In his brief to the SJC, Elswit also argued that in the Barnes case, the privacy horse was out of the barn, because other news outlets have disseminated identifying information about the victim. Elswit cited the Boston Globe, which he said printed “the street where the victim was kidnapped, the price the defendant charged customers, the color of the lingerie given to her, and the names of some of the hotels to which she was taken,” the Boston Herald (“mentioning the street on which the defendant allegedly met the victim, the towns she was taken to, and how her aunt and uncle found her”), and the Dorchester Reporter, which printed similar information and the alleged victim’s high school.
Barnes isn’t the only defendant seeking to squelch OpenCourt’s coverage. A lawyer for the defendant in another case, Charles Diorio, charged with assault, kidnapping, and witness intimidation, asked the SJC to block archiving of his client’s proceedings, as well as live streaming from the courtroom while the justices weigh his request. The lawyer argued that video records of the proceedings might bias a potential jury against Diorio at a future trial.

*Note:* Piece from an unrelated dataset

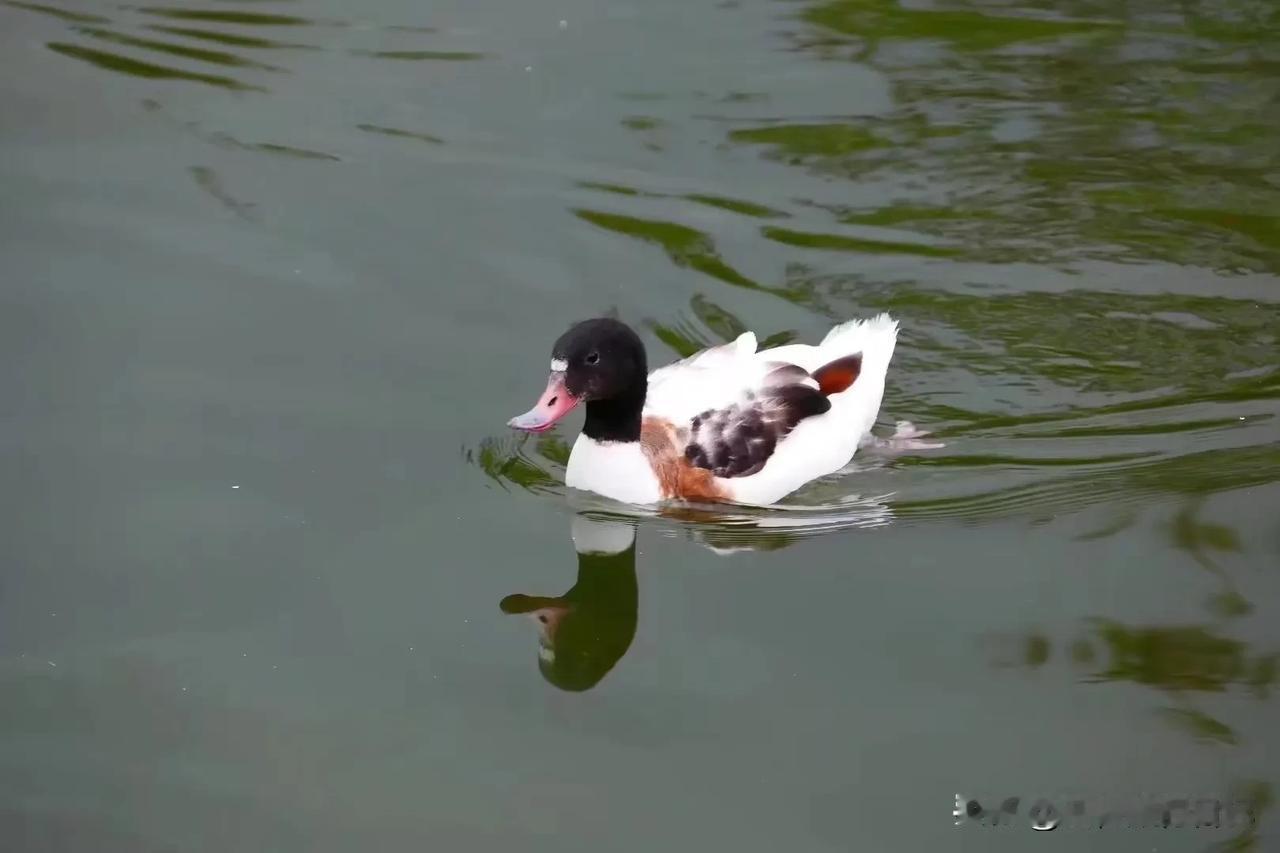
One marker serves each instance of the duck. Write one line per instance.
(728, 424)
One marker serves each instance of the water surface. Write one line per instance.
(277, 273)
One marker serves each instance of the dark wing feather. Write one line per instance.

In that case, argued Elswit, “So much information about Diorio is already in wide distribution through other media channels that efforts to conceal it from potential witnesses and jurors by restricting OpenCourt’s archive cannot meaningfully succeed.”

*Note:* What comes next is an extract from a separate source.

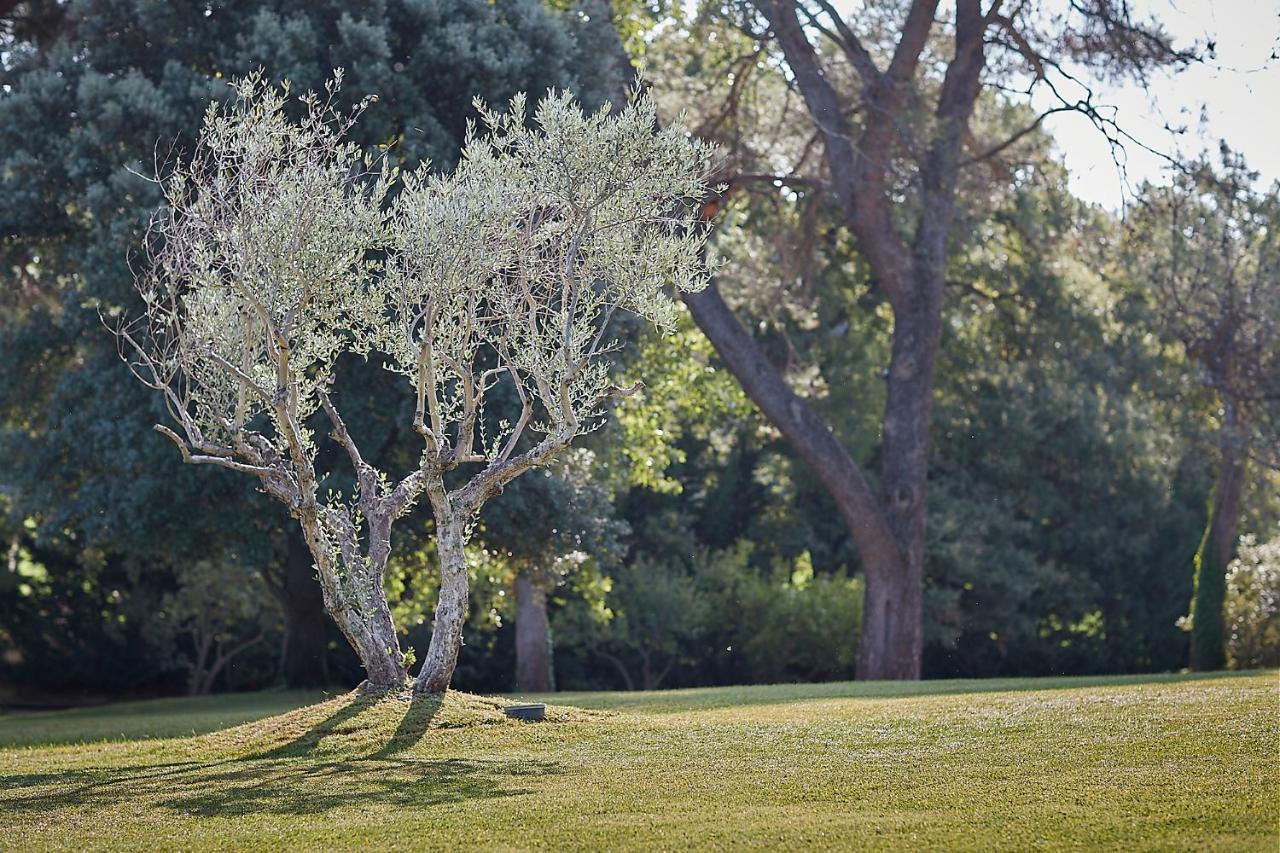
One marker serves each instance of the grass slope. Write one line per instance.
(1134, 763)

Diorio’s lawyer argued that OpenCourt’s recordings should be considered a court record, which the SJC could restrict without violating the First Amendment.
Davidow says that while the country’s founders did not foresee the Internet, they did foresee the risks of allowing public access to courtroom proceedings, and approved that access anyway. He says that as a responsible news organization, WBUR will edit its own material. “We’re not looking for the state to tell us what we can or cannot print,” he says. “That’s prior restraint.”
He also says there is some territory where the OpenCourt project simply will not tread. “We’ve decided not to do domestic violence cases, period,” he says. “They’re not going into the camera. That’s a voluntary thing.”
While bloggers in OpenCourt’s program don’t necessarily adhere to journalistic standards and might print a victim’s name in their accounts, he says, any citizen can walk into a courtroom, learn the name, and disseminate it out of court.
Former ABC News journalist Robert Zelnick, a College of Communication journalism professor and a lawyer who has written about the First Amendment, says that “the sort of gag rule requested here will not and should not be granted,” based on past U.S. Supreme Court reversals of various states’ laws limiting what the media may publish. “Compassion,” he says, “is no justification for the gouging of constitutional rights.”
Rather than pitting First Amendment rights against privacy rights, Zelnick says, the WBUR case pivots on “the wisdom of editors who must decide whether it is appropriate, in this particular case, to subordinate the sensibilities of a victim of sexual brutality to the desire of news producers to broadcast the full story.”
Meanwhile, OpenCourt may face another hurdle. Launched with a one-year grant from the John S. and James L. Knight Foundation, the project hopes to serve as a model for Internet coverage of courts around the country. But the grant is expiring, and WBUR is seeking other money to continue the project. Whether or not that will happen “is an open question for OpenCourt,” says Davidow, who declines to say when the project might have to stop if new funding isn’t forthcoming.